The song finds Buckley speaking to an unnamed person about how he never was meant to settle down, never meant to be someone’s rock, and he needed to leave. It was only after becoming obsessed with this record and song that I discovered that it was a pivotal song in the life of one of the possible subjects: Buckley’s son Jeff.
Tim had married Jeff’s mother as a teenager, gotten her pregnant with Jeff, and more or less disappeared on them. He’d reappear after tours and recording sessions, but Jeff never had much of a relationship with Tim. They never got to reconcile Tim’s abandonment when Jeff reached adulthood: Tim passed away at 28 from a drug overdose when Jeff was eight years old.
In the early ‘90s, Jeff was a singer and performer in New York City, having moved there to pursue what he hoped might morph into a music career after time spent as a session guitarist in L.A. But because he had that aforementioned difficult relationship with his father and his father’s legacy, he didn’t go around advertising that he was son of Tim Buckley, the experimental singer-songwriter. But at the urging of his mom, he participated in a tribute concert series in New York that honored Tim. It served as Jeff’s coming out party, as he did a fiery take of the song his dad probably wrote for him:
And this is where I make a confession: Prior to my frenzied Tim Buckley deep-dive, I hadn’t given Jeff much of a thought. My intro to him—like, I suspect, a lot of people my age—was via dreadlocked Christian rockers covering his cover of Leonard Cohen’s “Hallelujah” on American Idol. All I could hear when I listened to Jeff was that maudlin cover that takes the edge, weariness and desperation out of Jeff’s version.
Thanks to Tim, I was able to listen to Jeff with fresh ears and eventually went and got a vinyl copy of Jeff’s lone LP, Grace. Recorded in the couple years after his coming out party covering Tim, it too is an expansive, wide-eyed approach to singer-songwriter music.

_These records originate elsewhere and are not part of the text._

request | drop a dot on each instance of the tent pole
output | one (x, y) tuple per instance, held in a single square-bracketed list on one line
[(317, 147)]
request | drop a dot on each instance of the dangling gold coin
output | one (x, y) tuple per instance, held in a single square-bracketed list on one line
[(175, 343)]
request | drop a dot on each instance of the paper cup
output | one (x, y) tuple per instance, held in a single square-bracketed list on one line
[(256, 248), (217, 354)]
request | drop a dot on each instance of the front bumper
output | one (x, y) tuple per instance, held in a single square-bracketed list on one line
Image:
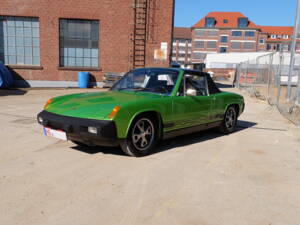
[(77, 128)]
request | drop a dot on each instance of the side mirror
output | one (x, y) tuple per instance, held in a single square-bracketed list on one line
[(191, 92)]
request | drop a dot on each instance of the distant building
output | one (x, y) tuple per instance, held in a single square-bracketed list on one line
[(221, 32), (277, 38), (182, 45)]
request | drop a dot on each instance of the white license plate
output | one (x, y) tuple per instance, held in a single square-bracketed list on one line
[(55, 133)]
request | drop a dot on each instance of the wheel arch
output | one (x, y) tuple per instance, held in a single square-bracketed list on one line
[(235, 105), (149, 112)]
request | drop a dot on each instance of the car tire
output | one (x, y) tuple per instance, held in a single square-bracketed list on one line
[(142, 137), (230, 120)]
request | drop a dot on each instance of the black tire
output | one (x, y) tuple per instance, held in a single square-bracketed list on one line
[(230, 120), (142, 137)]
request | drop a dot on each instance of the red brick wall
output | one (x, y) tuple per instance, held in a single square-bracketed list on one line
[(116, 29)]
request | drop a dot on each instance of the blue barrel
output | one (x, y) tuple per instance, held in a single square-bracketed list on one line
[(83, 79)]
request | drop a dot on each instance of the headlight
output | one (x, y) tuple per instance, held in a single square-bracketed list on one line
[(40, 119), (48, 103), (114, 112)]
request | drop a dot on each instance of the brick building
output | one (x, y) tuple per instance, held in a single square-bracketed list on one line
[(182, 45), (47, 42), (277, 38), (220, 32)]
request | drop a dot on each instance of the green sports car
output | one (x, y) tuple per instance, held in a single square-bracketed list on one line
[(146, 105)]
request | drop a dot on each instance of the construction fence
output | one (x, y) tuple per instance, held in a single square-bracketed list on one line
[(267, 77)]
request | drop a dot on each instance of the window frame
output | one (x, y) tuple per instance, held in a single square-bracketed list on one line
[(249, 32), (211, 87), (224, 36), (82, 67), (237, 31), (18, 23), (241, 24)]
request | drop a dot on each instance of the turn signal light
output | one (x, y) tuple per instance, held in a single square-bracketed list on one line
[(114, 112), (48, 103)]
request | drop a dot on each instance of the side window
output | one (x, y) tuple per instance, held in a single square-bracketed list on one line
[(197, 83), (212, 87)]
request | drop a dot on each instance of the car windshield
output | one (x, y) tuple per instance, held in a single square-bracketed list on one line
[(161, 81)]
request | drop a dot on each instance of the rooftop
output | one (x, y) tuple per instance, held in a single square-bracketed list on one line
[(224, 20), (182, 33)]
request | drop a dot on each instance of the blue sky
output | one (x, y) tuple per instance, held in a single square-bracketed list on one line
[(261, 12)]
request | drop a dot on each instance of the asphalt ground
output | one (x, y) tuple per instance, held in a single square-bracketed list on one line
[(251, 177)]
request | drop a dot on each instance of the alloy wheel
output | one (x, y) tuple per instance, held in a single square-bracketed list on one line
[(143, 134)]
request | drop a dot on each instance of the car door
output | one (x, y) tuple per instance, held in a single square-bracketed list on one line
[(192, 105), (217, 106)]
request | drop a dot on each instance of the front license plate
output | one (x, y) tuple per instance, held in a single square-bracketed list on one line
[(55, 133)]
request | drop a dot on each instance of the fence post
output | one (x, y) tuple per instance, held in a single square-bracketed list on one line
[(238, 75), (246, 75), (279, 78), (298, 89), (292, 59), (269, 75)]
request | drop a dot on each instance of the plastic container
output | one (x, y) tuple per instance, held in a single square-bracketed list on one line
[(83, 79)]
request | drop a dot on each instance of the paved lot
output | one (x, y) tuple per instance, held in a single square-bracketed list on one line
[(250, 177)]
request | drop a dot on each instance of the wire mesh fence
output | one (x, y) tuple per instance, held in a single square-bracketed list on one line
[(267, 78)]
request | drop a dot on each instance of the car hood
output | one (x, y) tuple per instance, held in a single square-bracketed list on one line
[(96, 105)]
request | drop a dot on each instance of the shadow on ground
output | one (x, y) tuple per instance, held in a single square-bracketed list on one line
[(7, 92), (170, 144)]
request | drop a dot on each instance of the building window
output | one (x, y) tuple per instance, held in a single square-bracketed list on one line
[(273, 36), (212, 33), (243, 22), (199, 55), (79, 43), (199, 33), (224, 39), (211, 44), (285, 36), (223, 49), (249, 34), (236, 33), (285, 47), (248, 45), (199, 44), (20, 41), (236, 45), (210, 22)]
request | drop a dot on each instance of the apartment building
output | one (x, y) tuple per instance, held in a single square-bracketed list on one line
[(220, 32), (48, 42), (277, 38), (182, 45)]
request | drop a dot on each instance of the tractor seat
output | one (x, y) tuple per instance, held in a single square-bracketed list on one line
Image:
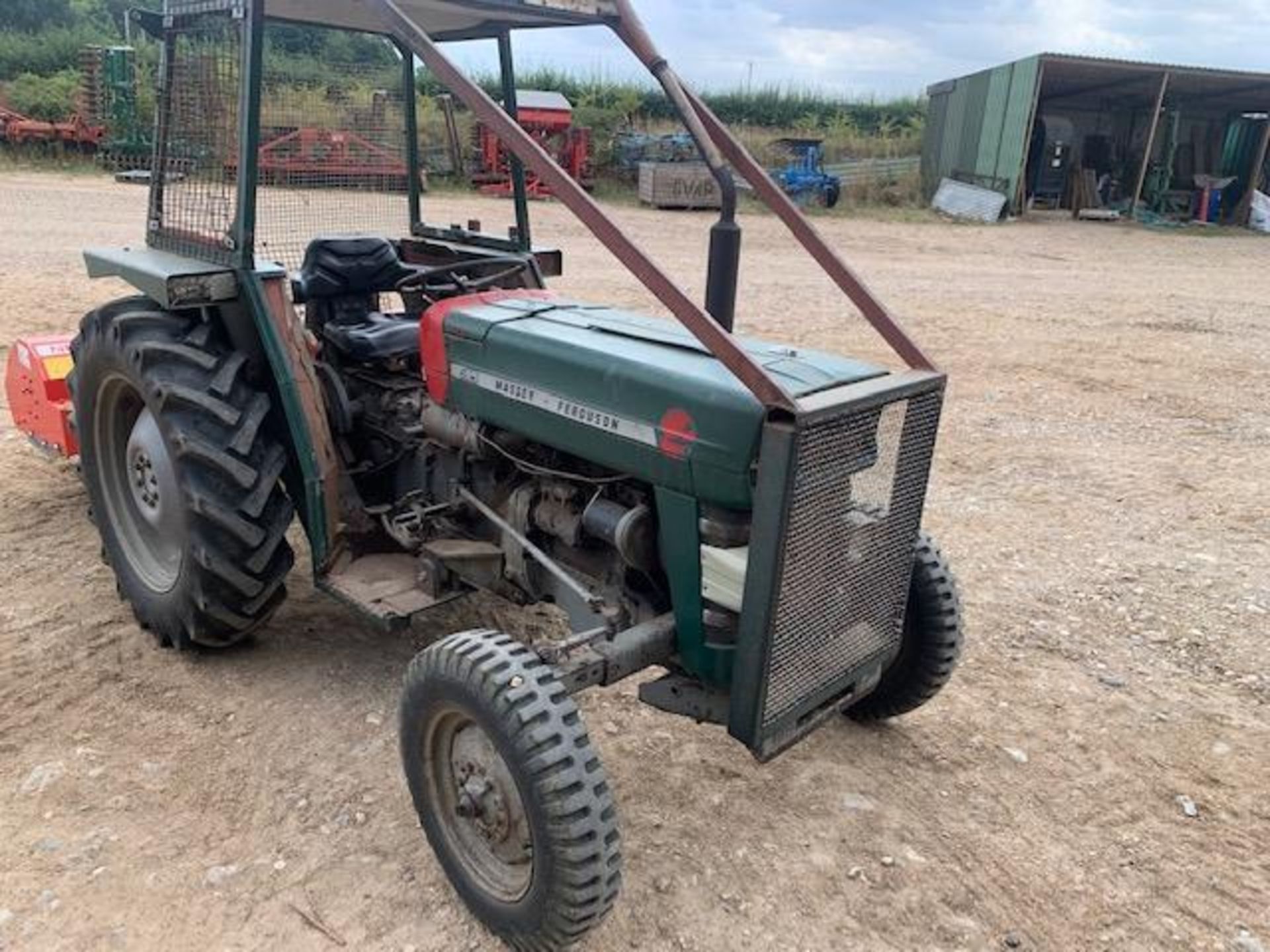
[(339, 285), (349, 266)]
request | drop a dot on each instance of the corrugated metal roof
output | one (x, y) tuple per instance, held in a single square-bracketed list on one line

Grace is not pinned down by any genre—“Mojo Pin” and “Hallelujah” do not sound like they are on the same album—and only fits into one mold: Jeff’s. Jeff bristled at being compared to his dad throughout his life, but they both had the same musical restlessness, the same refusal to do the expected, and unique, battered voices. While Jeff’s could go many more octaves, Tim’s sounds as anguished as Jeff’s on his ballads.
That run from 4:54 to 5:54 is just flawless.
Jeff tragically also died young. While writing and working on the follow-up to Grace, he went for a swim in the Wolf River in Memphis and drowned. He was 30 years old. In the years since, a bunch of lost material has surfaced, namely You and I—an early recordings compilation—and Sketches for My Sweetheart the Drunk, the few songs finished enough from that sophomore album to be released. But the most revelatory is the official release of Live at Sin-é, a compilation of recordings Jeff made at an Irish coffeehouse in New York. Jeff was a regular performer there and had A&R from every label stalking him there. But when you listen to it now, you can hear a young performer working it out, a delicate guy finding the edges of himself in real time, in front of an audience that loves him. It’s the kind of live album that’s hard to find: It’s a performer doing his art for the audience directly in front of him, with no concern for how anyone else might enjoy it. It’s got early versions of a lot of the songs on Grace, but the highlight is listening to Jeff’s monologues and covers of songs by the Band, Bob Dylan, the MC5, and Nina Simone.
I wouldn’t have spent any time with any of this music if I hadn’t have taken that chance on Happy Sad two months ago. So, that’s my message at the end of this week’s edition of All the Music of All the World: Go take a chance on a record you’ve never heard. You won’t know where you’ll end up, or what music you might discover.